Yuriy Davydenko
Executive Director
Siberian School of Geosciences INRTU
Born in 1971 in Irkutsk, in 2000 he received a diploma of higher education in the field of "Geology and Mineral Exploration" (awarded a Master's degree in Technology and Engineering, Irkutsk State Technical University). In 2005, he received a degree in technical sciences, having defended his dissertation on: "Development of the hardware and software complex of the differential-normalized method of electrical exploration". From 1996 to 2011, he worked for SGRPC LLC and participated in land and marine geophysical expeditions; for example, in the Arctic (Kara and Barents Seas), Cuba, Kazakhstan, the European part of Russia, the Far East and Siberia; From 2012 to the present, he has been working at Helios LLC as General Director, as well as associate professor and Executive Director of the Siberian School of Geosciences IRNTU. Research interests: development of electromagnetic sensing technologies, three-dimensional modeling and inversion of geophysical data, complex analysis and interpretation. He has co-authored 8 patents and more than 20 international publications.
The experience of studying porphyry systems of Kazakhstan by geophysical methods.
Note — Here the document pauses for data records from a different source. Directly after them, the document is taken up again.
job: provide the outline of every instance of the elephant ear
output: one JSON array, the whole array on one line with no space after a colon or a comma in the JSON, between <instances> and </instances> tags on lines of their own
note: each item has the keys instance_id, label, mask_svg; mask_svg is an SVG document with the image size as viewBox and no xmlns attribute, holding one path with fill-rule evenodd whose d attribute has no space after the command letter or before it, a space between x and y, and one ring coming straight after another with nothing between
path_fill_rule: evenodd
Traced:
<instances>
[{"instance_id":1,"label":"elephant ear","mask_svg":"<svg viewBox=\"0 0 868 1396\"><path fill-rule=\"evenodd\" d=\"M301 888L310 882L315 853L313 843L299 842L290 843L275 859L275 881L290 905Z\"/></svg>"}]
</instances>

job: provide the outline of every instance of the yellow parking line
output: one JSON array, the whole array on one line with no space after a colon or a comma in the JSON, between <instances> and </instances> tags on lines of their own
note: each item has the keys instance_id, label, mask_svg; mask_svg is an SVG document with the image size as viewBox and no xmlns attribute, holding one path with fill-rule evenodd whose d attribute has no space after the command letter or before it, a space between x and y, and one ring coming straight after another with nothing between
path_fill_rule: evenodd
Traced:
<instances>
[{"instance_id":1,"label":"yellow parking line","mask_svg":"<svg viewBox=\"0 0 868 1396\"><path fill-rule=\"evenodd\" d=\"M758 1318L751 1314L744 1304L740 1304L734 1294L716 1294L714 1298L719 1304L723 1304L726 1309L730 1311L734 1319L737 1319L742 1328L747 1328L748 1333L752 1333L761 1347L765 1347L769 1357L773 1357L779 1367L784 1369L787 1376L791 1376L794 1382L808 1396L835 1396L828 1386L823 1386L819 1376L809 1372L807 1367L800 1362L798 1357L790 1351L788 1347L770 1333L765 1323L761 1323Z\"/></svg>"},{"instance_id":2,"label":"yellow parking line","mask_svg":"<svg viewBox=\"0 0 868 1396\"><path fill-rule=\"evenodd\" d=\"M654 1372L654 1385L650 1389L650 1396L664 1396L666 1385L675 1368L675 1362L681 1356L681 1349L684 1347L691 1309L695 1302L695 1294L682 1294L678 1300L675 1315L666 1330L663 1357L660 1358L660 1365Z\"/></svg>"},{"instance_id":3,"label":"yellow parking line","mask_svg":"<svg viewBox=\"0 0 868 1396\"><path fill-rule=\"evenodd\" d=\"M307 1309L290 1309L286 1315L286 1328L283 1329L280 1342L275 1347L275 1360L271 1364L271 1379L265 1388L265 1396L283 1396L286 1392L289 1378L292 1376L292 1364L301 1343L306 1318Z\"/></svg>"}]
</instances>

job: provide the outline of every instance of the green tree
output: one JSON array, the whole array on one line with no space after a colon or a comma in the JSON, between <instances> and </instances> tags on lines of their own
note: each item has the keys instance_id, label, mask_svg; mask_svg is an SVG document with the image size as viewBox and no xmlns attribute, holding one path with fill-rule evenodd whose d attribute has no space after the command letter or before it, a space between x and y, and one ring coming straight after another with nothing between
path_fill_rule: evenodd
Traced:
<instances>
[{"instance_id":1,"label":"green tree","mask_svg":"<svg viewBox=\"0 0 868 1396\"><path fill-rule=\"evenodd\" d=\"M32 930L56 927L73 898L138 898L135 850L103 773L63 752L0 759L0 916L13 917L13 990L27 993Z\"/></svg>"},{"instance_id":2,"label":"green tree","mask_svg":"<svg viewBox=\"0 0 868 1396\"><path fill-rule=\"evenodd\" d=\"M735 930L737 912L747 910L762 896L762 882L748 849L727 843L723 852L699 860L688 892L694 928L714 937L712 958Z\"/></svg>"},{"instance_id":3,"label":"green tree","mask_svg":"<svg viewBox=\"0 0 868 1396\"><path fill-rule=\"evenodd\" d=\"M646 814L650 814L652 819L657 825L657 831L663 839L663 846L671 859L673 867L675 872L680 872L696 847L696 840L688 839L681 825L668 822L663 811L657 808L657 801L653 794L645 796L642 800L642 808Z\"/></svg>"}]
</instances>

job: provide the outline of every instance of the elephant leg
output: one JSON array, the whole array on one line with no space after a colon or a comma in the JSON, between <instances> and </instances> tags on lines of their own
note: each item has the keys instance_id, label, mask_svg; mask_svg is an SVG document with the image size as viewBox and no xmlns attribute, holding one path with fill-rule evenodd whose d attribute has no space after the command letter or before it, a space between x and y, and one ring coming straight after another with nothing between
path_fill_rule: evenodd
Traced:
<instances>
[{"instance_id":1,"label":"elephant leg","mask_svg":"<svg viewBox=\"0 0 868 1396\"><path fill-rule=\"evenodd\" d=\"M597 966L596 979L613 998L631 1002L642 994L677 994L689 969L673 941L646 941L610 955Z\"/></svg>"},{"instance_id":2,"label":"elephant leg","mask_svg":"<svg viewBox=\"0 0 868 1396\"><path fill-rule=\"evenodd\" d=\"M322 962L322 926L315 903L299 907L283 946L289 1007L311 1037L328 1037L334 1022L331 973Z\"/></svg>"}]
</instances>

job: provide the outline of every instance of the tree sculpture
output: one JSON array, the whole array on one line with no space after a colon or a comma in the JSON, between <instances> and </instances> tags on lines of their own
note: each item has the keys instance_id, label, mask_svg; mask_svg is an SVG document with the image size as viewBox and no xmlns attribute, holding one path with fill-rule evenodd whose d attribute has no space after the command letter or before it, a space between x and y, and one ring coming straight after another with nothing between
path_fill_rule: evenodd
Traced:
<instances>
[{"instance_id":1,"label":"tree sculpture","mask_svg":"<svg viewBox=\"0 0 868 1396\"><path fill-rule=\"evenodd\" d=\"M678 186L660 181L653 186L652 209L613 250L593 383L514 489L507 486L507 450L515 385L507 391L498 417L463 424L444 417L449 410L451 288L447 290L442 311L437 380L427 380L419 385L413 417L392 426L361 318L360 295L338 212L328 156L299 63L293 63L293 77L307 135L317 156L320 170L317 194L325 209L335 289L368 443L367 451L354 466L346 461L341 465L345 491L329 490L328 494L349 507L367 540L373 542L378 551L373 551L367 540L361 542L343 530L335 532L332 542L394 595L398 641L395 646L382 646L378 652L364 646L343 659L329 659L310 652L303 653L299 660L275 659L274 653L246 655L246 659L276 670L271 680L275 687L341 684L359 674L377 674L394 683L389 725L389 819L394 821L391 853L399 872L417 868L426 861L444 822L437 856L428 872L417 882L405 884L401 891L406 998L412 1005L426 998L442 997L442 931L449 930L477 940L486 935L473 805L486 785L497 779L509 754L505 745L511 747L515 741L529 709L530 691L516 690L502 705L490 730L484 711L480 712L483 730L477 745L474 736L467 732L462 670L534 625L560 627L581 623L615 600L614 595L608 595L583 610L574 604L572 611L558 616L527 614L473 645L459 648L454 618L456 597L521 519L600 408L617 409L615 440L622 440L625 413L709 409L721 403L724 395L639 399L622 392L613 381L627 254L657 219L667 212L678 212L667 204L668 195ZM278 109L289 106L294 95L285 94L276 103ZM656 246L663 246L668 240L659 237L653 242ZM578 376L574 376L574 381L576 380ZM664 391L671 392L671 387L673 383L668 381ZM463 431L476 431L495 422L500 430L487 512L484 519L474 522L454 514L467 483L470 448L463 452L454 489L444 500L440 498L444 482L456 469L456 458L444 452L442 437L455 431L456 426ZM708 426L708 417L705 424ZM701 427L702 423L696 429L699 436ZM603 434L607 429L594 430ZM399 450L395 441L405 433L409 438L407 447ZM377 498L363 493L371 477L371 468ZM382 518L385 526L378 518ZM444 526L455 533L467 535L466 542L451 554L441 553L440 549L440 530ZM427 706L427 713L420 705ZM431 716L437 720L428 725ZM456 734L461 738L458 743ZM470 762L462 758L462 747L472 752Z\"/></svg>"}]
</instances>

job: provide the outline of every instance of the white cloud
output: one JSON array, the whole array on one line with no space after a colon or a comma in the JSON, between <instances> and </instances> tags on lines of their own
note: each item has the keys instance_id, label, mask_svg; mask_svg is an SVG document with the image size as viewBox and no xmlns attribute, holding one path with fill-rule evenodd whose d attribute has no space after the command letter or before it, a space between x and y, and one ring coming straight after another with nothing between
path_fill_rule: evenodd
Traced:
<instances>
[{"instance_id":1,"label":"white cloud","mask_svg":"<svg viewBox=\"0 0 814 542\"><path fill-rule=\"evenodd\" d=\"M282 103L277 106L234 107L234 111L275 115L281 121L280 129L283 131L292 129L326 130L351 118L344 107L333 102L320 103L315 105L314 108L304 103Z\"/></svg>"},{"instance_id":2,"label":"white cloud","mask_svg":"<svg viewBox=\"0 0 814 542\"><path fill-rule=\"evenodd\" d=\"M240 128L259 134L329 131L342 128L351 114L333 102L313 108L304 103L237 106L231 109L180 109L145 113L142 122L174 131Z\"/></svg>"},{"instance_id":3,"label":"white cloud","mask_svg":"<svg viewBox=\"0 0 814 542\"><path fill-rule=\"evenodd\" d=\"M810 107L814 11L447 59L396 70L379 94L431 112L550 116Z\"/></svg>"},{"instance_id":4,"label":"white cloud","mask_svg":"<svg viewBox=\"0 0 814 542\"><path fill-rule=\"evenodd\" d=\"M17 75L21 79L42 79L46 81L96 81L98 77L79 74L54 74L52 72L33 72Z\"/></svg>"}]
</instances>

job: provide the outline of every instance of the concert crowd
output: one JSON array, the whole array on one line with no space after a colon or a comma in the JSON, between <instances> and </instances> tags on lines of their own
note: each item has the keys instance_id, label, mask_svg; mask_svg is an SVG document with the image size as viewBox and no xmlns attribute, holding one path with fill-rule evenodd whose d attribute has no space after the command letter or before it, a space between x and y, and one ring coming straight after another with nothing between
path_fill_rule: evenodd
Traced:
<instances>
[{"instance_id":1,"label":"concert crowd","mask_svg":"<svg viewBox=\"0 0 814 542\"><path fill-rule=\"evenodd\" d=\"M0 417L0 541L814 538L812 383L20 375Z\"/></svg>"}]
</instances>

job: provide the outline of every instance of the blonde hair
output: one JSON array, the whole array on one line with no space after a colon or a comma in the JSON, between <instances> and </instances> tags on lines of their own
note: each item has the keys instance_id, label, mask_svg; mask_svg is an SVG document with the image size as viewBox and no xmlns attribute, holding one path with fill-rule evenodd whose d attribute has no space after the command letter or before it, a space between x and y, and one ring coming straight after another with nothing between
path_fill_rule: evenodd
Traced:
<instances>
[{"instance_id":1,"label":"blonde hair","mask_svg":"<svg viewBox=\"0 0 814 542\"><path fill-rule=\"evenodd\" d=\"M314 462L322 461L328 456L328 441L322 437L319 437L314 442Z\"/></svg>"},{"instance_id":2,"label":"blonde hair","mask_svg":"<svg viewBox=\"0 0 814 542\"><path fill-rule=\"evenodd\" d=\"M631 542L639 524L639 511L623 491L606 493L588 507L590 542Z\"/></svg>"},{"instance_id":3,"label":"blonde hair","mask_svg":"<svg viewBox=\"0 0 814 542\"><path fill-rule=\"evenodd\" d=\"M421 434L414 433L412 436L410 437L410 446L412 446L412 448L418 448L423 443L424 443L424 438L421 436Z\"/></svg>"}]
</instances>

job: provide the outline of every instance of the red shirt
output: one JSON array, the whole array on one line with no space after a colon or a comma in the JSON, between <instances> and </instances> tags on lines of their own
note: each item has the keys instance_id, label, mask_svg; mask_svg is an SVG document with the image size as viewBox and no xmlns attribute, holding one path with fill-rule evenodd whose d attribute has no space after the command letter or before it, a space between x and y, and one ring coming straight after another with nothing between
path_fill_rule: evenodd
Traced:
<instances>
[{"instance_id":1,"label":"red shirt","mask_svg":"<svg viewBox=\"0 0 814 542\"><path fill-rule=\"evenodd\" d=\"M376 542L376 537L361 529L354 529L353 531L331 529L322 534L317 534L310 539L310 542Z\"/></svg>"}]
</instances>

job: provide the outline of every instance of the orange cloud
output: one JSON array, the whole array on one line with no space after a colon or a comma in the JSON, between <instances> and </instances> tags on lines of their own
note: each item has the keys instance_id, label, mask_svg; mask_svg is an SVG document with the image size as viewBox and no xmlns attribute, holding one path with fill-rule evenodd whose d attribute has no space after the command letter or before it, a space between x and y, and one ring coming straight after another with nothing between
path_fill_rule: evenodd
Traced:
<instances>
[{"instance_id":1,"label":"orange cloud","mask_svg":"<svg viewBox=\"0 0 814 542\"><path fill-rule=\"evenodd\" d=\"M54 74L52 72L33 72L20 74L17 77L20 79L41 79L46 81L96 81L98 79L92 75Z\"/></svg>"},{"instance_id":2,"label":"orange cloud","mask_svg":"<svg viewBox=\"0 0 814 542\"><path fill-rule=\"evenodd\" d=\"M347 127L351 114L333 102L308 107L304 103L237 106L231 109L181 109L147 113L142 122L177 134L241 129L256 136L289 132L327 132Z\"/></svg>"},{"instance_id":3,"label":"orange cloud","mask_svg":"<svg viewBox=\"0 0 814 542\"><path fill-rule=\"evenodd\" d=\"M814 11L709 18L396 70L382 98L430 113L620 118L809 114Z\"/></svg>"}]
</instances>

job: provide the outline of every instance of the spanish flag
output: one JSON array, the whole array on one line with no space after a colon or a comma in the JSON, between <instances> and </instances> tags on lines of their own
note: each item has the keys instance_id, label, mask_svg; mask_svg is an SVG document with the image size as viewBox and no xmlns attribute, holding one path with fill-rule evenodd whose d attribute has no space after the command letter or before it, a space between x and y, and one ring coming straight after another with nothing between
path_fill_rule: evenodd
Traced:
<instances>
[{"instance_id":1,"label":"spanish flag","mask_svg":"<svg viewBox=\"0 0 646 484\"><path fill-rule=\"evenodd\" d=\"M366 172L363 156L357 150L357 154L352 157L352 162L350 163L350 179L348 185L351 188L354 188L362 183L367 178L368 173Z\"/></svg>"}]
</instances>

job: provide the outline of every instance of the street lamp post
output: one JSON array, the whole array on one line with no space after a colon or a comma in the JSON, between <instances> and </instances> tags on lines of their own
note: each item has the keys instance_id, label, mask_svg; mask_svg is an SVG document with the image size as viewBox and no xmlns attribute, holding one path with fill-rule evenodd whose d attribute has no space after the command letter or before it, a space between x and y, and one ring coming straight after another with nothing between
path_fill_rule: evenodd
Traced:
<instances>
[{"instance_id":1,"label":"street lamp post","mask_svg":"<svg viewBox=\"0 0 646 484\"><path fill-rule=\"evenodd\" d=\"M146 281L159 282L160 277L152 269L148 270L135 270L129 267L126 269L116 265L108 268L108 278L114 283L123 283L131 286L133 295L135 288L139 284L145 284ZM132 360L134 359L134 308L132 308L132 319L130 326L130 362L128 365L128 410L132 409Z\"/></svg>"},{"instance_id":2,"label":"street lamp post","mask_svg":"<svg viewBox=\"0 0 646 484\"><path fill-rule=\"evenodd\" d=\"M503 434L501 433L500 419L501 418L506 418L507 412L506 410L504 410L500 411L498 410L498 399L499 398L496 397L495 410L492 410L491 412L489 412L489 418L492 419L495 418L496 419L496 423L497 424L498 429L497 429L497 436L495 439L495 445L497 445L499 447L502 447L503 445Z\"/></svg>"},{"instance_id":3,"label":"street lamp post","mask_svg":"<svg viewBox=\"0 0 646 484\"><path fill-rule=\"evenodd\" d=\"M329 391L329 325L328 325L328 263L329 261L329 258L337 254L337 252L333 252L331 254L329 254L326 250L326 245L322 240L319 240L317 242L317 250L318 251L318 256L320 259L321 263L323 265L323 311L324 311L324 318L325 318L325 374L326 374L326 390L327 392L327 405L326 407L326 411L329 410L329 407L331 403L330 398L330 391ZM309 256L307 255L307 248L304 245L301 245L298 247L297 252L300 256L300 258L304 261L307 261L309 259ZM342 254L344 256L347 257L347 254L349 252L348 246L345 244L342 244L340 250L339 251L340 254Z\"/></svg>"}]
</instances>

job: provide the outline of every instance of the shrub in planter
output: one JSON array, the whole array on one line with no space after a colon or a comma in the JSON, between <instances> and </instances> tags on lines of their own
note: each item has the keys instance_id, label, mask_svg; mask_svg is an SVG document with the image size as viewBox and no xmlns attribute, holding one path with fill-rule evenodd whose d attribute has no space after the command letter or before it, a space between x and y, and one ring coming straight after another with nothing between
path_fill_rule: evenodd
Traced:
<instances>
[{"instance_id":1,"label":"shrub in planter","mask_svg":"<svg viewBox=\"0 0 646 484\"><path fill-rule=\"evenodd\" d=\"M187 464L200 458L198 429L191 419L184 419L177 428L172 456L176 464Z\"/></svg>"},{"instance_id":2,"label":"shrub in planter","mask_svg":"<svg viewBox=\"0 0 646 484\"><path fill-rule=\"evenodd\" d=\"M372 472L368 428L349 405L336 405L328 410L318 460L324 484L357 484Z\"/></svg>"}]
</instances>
The analysis of the results of surveys carried out by Helios in Kazakhstan in 2018 and 2020 in order to search for copper-porphyry systems is presented. At the search stage, in order to optimize drilling operations, the following tasks are solved: identification of new ore bodies and delineation of already known ore occurrences; identification of the distribution of mineralization; identification of the deep root zone of copper-porphyry mineralization; identification of blind ore bodies that do not have access to the day surface; identification of the zone of oxidized ores and contacts of zones of oxidized and sulfide mineralization. These tasks are successfully solved using the technology of electromagnetic sounding and induced polarization (EMS-IP) in combination with unmanned geophysical technologies. As a result of the constructed three-dimensional geoelectric model, porphyry-type objects are distinguished by anomalies of conductivity and polarizability. While three-dimensional modeling of UAV-magnetometry data with the restoration of the magnetization vector makes it possible to localize sulfide bodies with a high iron content.